You can snake so hard with Mario Kart DS it's insane that the little d-pad doesn't melt.


----------



## BORTZ (Jun 11, 2015)

Any of the nintendo ones are probably a safe bet. I would not vouch for the DS lite nor the O3DS. 

Conversly, the absolute worst I have ever used is the Xbox 360, until the revamped controllers come out, later in 2010 or something.


----------



## Hells Malice (Jun 11, 2015)

Bortz said:


> Any of the nintendo ones are probably a safe bet. I would not vouch for the DS lite nor the O3DS.



Pretty much this. Whenever I think good dpad, I think snes for some reason.

also vita.


----------



## Tomobobo (Jun 11, 2015)

Yeah the twisty d-pads on the newer $70 xbox 360 controller is kinda boss.  But it's $70, and it's still bad.

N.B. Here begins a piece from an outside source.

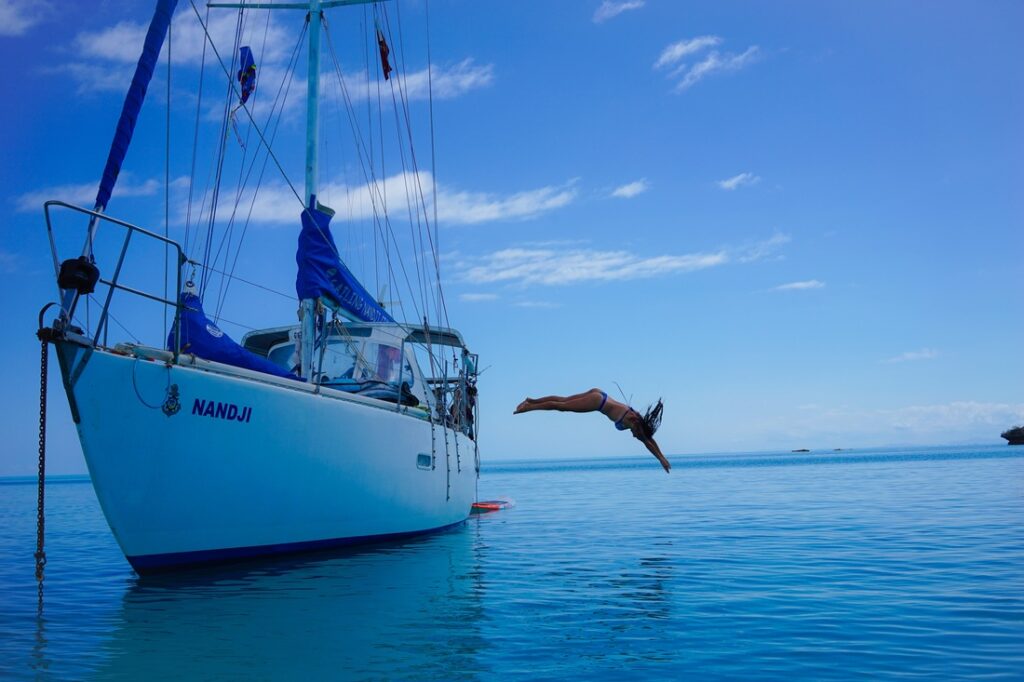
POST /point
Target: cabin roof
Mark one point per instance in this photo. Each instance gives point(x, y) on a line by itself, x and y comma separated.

The original flop-pad on the regular 360 controllers is a joke.  How do the street fighter players even do it?


----------



## BORTZ (Jun 11, 2015)

Tomobobo said:


> Yeah the twisty d-pads on the newer $70 xbox 360 controller is kinda boss.  But it's $70, and it's still bad.
> 
> The original flop-pad on the regular 360 controllers is a joke.  How do the street fighter players even do it?

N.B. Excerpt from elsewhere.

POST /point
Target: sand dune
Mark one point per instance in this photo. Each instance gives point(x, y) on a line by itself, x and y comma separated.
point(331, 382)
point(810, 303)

I cant tell you how many times I pulled out the wrong gun in Gears 2 and payed for it with my life.


----------



## Clydefrosch (Jun 11, 2015)

Until recently, I would have said microswitch ones like the pspgo has, but I recently ended up with one of those buttons needing a little more force than just hitting the clicking point (i  can make it click several times without registering the button, need to push it down a little further and I worry its only making it worse over time), so I guess there really are no perfect ones.

with a smoother surface, I'd say snes and ps1/2 would be the next best ones.




Tomobobo said:


> Yeah the twisty d-pads on the newer $70 xbox 360 controller is kinda boss.  But it's $70, and it's still bad.
> 
> The original flop-pad on the regular 360 controllers is a joke.  How do the street fighter players even do it?

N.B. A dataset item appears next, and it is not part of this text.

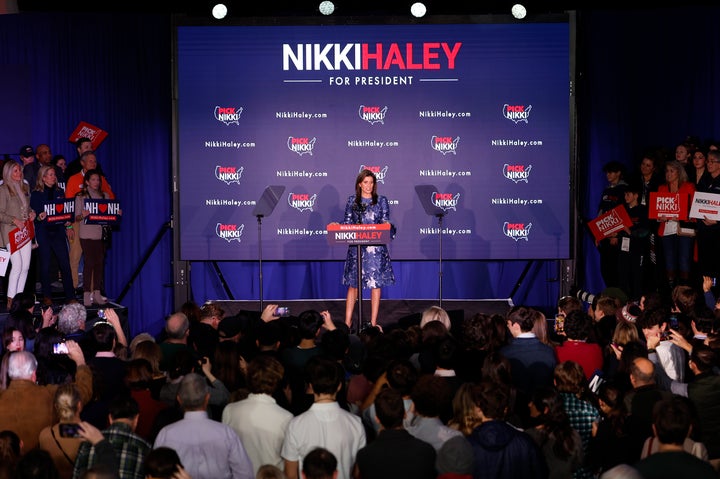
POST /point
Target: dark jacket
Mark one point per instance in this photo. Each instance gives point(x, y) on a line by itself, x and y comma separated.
point(503, 452)
point(704, 392)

its true that the round pad is bad, but for fighting games, it manages to still work better than the sticks.


----------



## Joe88 (Jun 11, 2015)

nintendo forgot how to make dpads after the ods
and it getting worse with every revision, n3ds/o3ds are the worse dpads yet (not 360 bad but still terrible)


----------



## Mondegreen (Jun 11, 2015)

I've actually had a better experience with the N3DS xl dpad than the small O3DS, that one was horrible


----------



## Hungry Friend (Jun 11, 2015)

Sega Saturn model 2 controller ; there is no other correct answer. Other than expensive joysticks, this pad is the best gamepad available if you wanna play fighting games, and there are adapters available that you can buy that allow you to hook SS controllers up to your PC. I have a multi-input adapter that has a Saturn, N64 and PS2 adapter and if there's any input lag I haven't noticed it. Makes emulating fighting games much more fun.


----------



## RevPokemon (Jun 11, 2015)

Depend I'd either go SNES or D's fat personally


----------



## Catastrophic (Jun 12, 2015)

DS Phat's or GBA SP's d-pads are my absolute favorites. Not only are they comfortable to press but you can really feel that you are pressing them and are highly responsive. I hate d-pads that don't register if you don't press them hard enough even though you can feel the buttons go down. I also like the d-pads on NES and SNES controllers if they are responsive, but unfortunately they age.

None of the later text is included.